A key aspect of nearly all the reform projects has been the use of graphics calculators, or computers with graphical software, to help students develop a better intuitive understanding of calculus. Since learning calculus includes the analysis of changing quantities, technology has a crucial role in enabling dynamic graphical representations and animations. Technology was first incorporated as a support for visualization and coordination between semiotic registers. The possibility of computer magnification of graphs allows the limiting process to be implicit in the computer magnification, rather than explicit in the limit concept. In his plenary paper, Dreyfus (1991) analyzed the powerful role of visual reasoning in learning several mathematical concepts and processes. With introduction of the new technologies, there was a rapid succession of new ideas for use in teaching calculus. Calculus uses numerical calculations, symbolic manipulations, and graphical representations, and the introduction of technology in calculus allows these different registers. Research on the role of technology in teaching and learning calculus is described, for example, in Artigue (2006), Robert and Speer (2001), and Ferrera et al. in the 2006 handbook of research on the psychology of mathematics education (pp. 256–266). In the study by Ferrera et al., research that relates to using CAS toward the conceptualization of limit is described. For example, Kidron and Zehavi use symbolic computation and dynamic graphics to enhance students’ ability to pass from visual interpretation of the limit concept to formal reasoning. In this research, a balance between the conception of an infinite sum as a process and as an object was supported by the software. The research by Kidron, as reported in the study by Ferrera et al. (2006), describes situations in which the combination of dynamic graphics, algorithms, and historical perspective enabled students to improve their understanding of concepts such as limit, convergence, and the quality of approximation. Most studies offer an analysis of teaching experiments that promote the conceptual understanding of key notions such as limits, derivatives, and integral. For example, in a research project by Artigue (2006), the calculator was used toward conceptualization of the notion of derivative. One of the aims of the project was to enable 11th grade students to enter the interplay between local and global points of view on functional objects.

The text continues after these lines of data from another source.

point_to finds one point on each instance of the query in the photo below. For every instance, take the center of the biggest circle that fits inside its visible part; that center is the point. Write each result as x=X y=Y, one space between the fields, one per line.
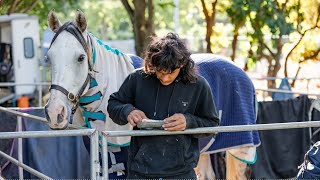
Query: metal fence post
x=94 y=155
x=20 y=153
x=105 y=168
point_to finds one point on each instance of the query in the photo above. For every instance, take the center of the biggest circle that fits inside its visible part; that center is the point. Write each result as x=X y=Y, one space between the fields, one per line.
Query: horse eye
x=81 y=58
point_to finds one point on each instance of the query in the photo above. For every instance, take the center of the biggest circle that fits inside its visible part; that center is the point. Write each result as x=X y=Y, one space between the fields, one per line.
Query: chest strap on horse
x=71 y=97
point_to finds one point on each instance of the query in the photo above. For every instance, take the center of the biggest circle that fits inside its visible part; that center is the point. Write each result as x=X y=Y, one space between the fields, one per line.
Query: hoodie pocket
x=159 y=155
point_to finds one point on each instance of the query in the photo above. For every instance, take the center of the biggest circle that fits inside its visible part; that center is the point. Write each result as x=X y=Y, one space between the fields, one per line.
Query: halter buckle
x=71 y=97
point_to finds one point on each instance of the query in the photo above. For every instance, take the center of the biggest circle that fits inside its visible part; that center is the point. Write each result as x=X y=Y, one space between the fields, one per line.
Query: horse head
x=70 y=68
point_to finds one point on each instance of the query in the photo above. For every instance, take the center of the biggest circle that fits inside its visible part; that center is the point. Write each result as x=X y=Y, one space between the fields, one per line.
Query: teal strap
x=90 y=99
x=94 y=54
x=93 y=83
x=119 y=145
x=114 y=51
x=94 y=115
x=244 y=161
x=87 y=123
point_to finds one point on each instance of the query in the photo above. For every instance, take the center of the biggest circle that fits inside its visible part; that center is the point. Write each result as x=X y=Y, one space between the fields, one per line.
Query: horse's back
x=234 y=95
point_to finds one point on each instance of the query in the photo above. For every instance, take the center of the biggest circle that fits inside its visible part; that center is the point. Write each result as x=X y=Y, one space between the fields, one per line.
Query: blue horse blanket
x=234 y=96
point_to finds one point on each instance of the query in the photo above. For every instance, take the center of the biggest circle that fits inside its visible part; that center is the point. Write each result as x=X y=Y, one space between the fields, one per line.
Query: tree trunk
x=139 y=25
x=295 y=77
x=234 y=43
x=142 y=26
x=210 y=22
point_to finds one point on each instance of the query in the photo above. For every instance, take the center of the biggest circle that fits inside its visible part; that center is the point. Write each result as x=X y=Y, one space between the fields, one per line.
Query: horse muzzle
x=57 y=117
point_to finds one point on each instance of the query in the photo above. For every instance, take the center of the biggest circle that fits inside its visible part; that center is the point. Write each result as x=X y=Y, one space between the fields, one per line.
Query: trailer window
x=28 y=48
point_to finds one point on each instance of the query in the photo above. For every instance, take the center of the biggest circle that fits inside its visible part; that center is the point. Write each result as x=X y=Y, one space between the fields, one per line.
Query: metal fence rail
x=94 y=142
x=213 y=130
x=32 y=117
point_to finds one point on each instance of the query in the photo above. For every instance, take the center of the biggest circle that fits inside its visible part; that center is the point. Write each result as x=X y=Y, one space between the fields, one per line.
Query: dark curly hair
x=167 y=54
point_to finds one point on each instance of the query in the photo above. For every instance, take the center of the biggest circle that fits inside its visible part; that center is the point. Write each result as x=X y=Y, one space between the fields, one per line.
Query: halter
x=71 y=28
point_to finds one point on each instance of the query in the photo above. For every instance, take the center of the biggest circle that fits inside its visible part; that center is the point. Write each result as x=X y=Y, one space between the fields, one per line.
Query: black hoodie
x=163 y=156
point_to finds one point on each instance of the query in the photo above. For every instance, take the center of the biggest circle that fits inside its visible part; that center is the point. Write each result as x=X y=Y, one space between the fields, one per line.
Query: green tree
x=268 y=18
x=141 y=14
x=238 y=14
x=306 y=18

Thompson (1994) investigated the concept of rate of change and infinitesimal change, which are central to understanding the fundamental theorem of calculus. Thompson’s study suggests that students’ difficulties with the theorem stem from impoverished concepts of rate of change. In the last two decades, Thompson published several studies which demonstrate that a reconstruction of the ideas of calculus is made possible by using computing technology. The concept of accumulation is central to the idea of integration and therefore is at the core of understanding many ideas and applications in calculus. Thompson et al. (2013) describe a course that approaches introductory calculus with the aim that students build a reflexive relationship between concepts of accumulation and rate of change, symbolize that relationship, and then extend it. In a first phase, students develop accumulation functions from rate of change functions. In the first phase, students “restore” the integral to the fundamental theorem of calculus. In the second phase, students develop rate of change functions from accumulation functions. The main idea is that accumulation and rate of change are never treated separately: the fundamental theorem of calculus is present all the time. Rate is an important, but difficult, mathematical concept. Despite more than 20 years of research, especially with calculus students, difficulties are still reported with this concept.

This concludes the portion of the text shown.